それから数時間後。櫻井家に一本の電話がかかってくる。


「もしもし、櫻井です」


電話に出るのは櫻井姉妹の唯一の肉親、父の祐二(ゆうじ)

妹のあやめが産まれてすぐに母が病死し、父が男手一人で姉妹を育てていた。


電話から、ボイスチェンジャーを使った男の声が聞こえてきた。


「娘たちは預かった。返すことはしない。

 今から携帯のメールアドレスに動画を送る。」


そう言って電話を切った男。直後にメールの着信音が鳴った。

祐二は慌てて携帯を開き、メールを確認する。


そこには、廃工場と思われる場所で拘束具を取り付けられた姉妹の姿が。


「まり!?あやめ!?」


驚きを隠せない祐二。


メールの本文にはこう書いてあった。


「今からこの小娘に、キツーイお仕置きをしますからねw」


嘲笑するような短い本文。

しかし犯人からの要求はない。


「いったいどうすればいいんだ・・・まずは警察!」


すぐに110番通報した祐二。

数分後、警察官が到着した。


「どうすれば娘たちは返ってくるんですか!?助けてください!」


顔面が涙で覆い尽くされた祐二は、警察官たちにすがりついた。


「今から誘拐事件専門の部隊が到着しますので、お待ちください。


既に夜も更け、外は雷雨で荒れた天気と化していた。



───数日後。


綾城市の中心部から20キロほど離れた廃工場から、少女の鳴き声が聞こえるという通報があった。

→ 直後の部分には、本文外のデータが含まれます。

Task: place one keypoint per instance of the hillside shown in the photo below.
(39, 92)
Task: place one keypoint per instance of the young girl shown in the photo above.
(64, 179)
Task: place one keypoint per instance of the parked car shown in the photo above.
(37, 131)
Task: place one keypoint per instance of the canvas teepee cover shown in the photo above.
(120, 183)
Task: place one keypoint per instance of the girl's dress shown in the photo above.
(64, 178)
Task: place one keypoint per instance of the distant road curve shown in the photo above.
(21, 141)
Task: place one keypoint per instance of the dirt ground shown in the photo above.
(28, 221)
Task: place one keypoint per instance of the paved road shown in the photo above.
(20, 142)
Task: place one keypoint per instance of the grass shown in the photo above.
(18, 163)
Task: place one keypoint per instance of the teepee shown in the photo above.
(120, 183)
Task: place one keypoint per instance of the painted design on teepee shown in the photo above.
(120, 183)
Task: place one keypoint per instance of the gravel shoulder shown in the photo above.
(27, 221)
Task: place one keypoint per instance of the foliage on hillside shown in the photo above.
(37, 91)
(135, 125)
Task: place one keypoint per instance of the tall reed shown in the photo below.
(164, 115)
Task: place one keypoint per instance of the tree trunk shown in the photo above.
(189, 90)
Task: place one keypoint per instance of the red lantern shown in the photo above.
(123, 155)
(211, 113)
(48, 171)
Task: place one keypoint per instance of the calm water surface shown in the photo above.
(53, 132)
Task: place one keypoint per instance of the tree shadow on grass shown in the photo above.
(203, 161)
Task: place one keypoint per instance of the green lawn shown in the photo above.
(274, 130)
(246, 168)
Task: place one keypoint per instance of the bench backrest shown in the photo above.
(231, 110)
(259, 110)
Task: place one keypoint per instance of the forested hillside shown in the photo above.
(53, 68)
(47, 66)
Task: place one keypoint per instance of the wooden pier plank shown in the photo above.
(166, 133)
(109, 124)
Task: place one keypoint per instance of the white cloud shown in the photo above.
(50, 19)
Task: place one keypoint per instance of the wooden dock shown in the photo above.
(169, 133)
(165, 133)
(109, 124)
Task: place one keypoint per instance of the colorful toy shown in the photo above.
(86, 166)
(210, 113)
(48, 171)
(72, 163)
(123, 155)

警察官が駆け付けると、そこには手足を縛られ、すっかり痩せ果てたあやめの姿が。


「もしかして・・・櫻井・・・あやめちゃん?」


「は、はい・・・あやめです・・・」


細々とした声で名前を言うとすぐさま警察官は無線を取り出し、


「綾城姉妹誘拐事件の櫻井あやめちゃんを発見しました!」


こうして救出されたあやめ。


しかし、姉のまりは捜査の限りを尽くしたが、見つかることがなかった。


事件は迷宮入りしてしまったのだ。


一刻も早くまりの無事を祈る祐二とあやめ。


しかし犯人からの連絡は途切れたままで、全く進展がなかった。



───さらに数ヵ月後。


事件は大きく動いた。・・・悪い方向に。


綾城市内の廃墟ビルで、2名の男の死体が発見された。


そこには遺書と思われる置手紙と、あろうことか櫻井まりの名札が見つかったのだ。


「さくらい まり・・・綾城姉妹誘拐事件で発見されてない姉の名前・・・!」


被疑者死亡という最悪の展開を迎えた誘拐事件。


まりの行く宛ても完全に闇の中と化し、捜査に手を出す人は日に日に減っていったのだった。



────────────────────────────────


これは、行方不明の姉を10年以上探し続ける少女の物語。

櫻井あやめの波乱に満ちたスクールライフが、幕を開けます。